Queue Mode Is Not Optional

The default n8n deployment runs every workflow execution inside the same process that serves the editor UI. For development and the first few dozen workflows this is fine. For real production traffic it's a bottleneck and a single point of failure: long-running workflows starve the UI, a single bad node crashes the entire instance, and you can't scale horizontally.

The fix is queue mode, where n8n splits into three concerns:

Main process — serves the editor UI and the webhook receivers, pushes jobs onto Redis.
Worker processes — pull jobs from Redis and execute workflows. Horizontally scalable.
Redis — the message bus and execution state store.

A baseline docker-compose for this looks like the following. Note the explicit EXECUTIONS_MODE, the shared database, and the worker concurrency settings.

version: "3.8"

x-n8n-env: &n8n-env
  DB_TYPE: postgresdb
  DB_POSTGRESDB_HOST: postgres
  DB_POSTGRESDB_DATABASE: n8n
  DB_POSTGRESDB_USER: n8n
  DB_POSTGRESDB_PASSWORD: ${POSTGRES_PASSWORD}
  EXECUTIONS_MODE: queue
  QUEUE_BULL_REDIS_HOST: redis
  QUEUE_BULL_REDIS_PORT: 6379
  N8N_ENCRYPTION_KEY: ${N8N_ENCRYPTION_KEY}
  N8N_HOST: n8n.internal.example.com
  N8N_PROTOCOL: https
  WEBHOOK_URL: https://n8n.internal.example.com/

services:
  postgres:
    image: postgres:16
    environment:
      POSTGRES_DB: n8n
      POSTGRES_USER: n8n
      POSTGRES_PASSWORD: ${POSTGRES_PASSWORD}
    volumes:
      - postgres_data:/var/lib/postgresql/data

  redis:
    image: redis:7-alpine
    command: ["redis-server", "--appendonly", "yes"]
    volumes:
      - redis_data:/data

  n8n-main:
    image: n8nio/n8n:latest
    environment:
      <<: *n8n-env
    ports:
      - "5678:5678"
    depends_on: [postgres, redis]

  n8n-worker:
    image: n8nio/n8n:latest
    command: ["worker", "--concurrency=10"]
    environment:
      <<: *n8n-env
    deploy:
      replicas: 4
    depends_on: [postgres, redis]

volumes:
  postgres_data:
  redis_data:

On Kubernetes the model is identical: one Deployment for the main pod, one Deployment for workers with an HPA scaling on Redis queue depth, and a managed Redis (ElastiCache, Memorystore, Upstash) for state. A reasonable starting point: 1 main pod, 4 worker pods at 10 concurrency each, scaling to 12 workers under load.

Error Workflows: The Pattern That Saves Your Nights

Out of the box, a failed n8n workflow logs the error and goes silent. The user who triggered it gets nothing. The on-call engineer finds out from the customer who didn't get their invoice.

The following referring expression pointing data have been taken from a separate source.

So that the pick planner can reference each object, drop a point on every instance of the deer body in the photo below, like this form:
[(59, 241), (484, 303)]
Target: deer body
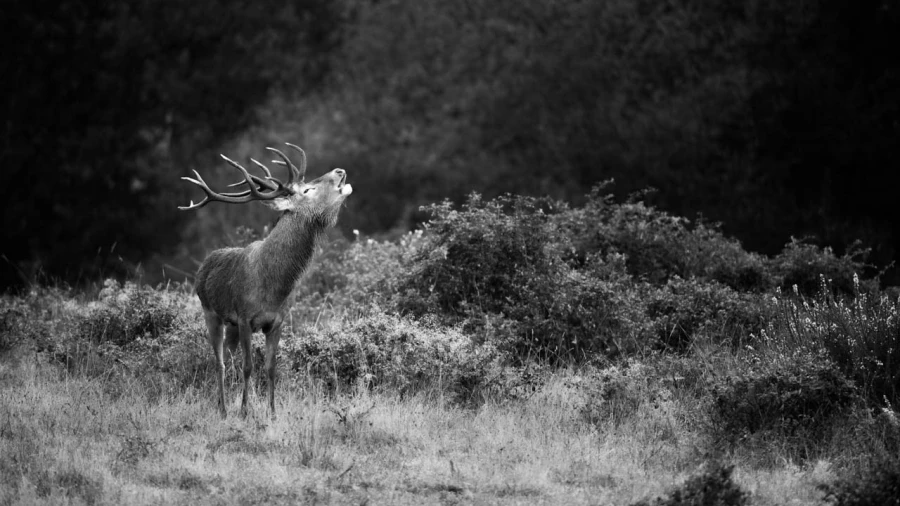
[(245, 290)]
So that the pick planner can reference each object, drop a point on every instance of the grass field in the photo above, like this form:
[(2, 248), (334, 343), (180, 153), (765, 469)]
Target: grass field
[(69, 439), (608, 354)]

The pattern we use everywhere: a single shared error workflow that every other workflow points at via the Settings → Error Workflow dropdown. When any workflow fails, n8n triggers the error workflow with the full error payload — workflow name, node that failed, error message, input data, execution ID.

The error workflow then:

Posts a structured alert to a dedicated Slack channel with a deep link to the failed execution.
For high-severity workflows (tagged via metadata), pages on-call via PagerDuty.
Writes the error to a Postgres workflow_errors table so we can trend on failure rate per workflow.
For idempotent workflows, schedules a single retry 5 minutes later.

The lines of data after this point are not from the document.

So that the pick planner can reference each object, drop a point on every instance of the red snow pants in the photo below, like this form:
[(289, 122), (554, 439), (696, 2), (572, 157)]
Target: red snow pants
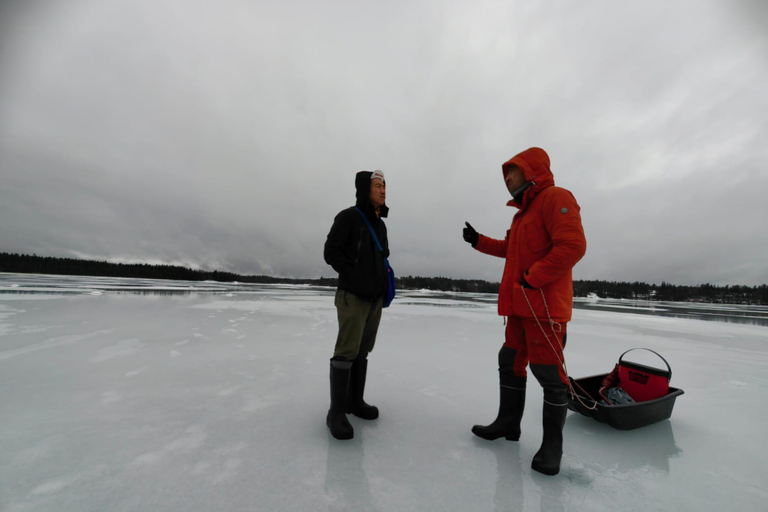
[(532, 346)]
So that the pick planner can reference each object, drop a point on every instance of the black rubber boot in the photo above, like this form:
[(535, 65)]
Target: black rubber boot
[(547, 459), (511, 402), (355, 403), (337, 420)]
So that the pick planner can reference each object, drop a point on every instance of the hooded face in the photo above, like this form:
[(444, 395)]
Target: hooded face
[(378, 194), (514, 179), (533, 166)]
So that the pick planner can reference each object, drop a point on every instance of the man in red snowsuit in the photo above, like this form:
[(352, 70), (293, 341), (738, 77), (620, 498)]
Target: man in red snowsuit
[(536, 296)]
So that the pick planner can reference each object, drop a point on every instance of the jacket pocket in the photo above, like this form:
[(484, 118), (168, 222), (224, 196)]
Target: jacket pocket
[(527, 303), (536, 237)]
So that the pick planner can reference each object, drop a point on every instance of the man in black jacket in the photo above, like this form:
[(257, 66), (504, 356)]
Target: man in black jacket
[(351, 250)]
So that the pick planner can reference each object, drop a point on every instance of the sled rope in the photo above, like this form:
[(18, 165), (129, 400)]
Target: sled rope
[(552, 325)]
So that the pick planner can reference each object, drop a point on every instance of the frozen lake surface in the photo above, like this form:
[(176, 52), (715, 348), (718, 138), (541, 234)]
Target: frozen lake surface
[(142, 395)]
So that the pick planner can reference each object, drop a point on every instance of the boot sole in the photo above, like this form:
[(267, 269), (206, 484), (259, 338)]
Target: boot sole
[(340, 437), (489, 437), (546, 470)]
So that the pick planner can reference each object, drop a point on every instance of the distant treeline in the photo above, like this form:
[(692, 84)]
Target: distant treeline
[(34, 264)]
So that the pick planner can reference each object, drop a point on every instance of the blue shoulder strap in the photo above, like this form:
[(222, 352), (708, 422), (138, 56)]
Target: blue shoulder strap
[(368, 223)]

The retry logic inside a Function node looks like this:

// In the shared error workflow's Function node
const { workflow, execution } = $input.first().json;

// Only auto-retry workflows explicitly tagged as idempotent
const tags = workflow.tags || [];
const isIdempotent = tags.some(t => t.name === 'idempotent');
const previousRetries = execution.retryOf ? 1 : 0;

if (!isIdempotent || previousRetries >= 1) {
  return [{ json: { action: 'alert_only', reason: 'not_retryable' } }];
}

return [{
  json: {
    action: 'retry',
    workflowId: workflow.id,
    executionId: execution.id,
    delay_ms: 5 * 60 * 1000,
  }
}];

This one pattern eliminates roughly 70% of the "did the workflow run?" tickets that flood into ops channels in untreated n8n environments.

Credentials: Out of the Database, Into a Secret Store

By default, n8n encrypts credentials in its own database with a single N8N_ENCRYPTION_KEY. That works, but it puts your production secrets one database leak away from being usable. For anything beyond an internal sandbox we externalise secret storage entirely.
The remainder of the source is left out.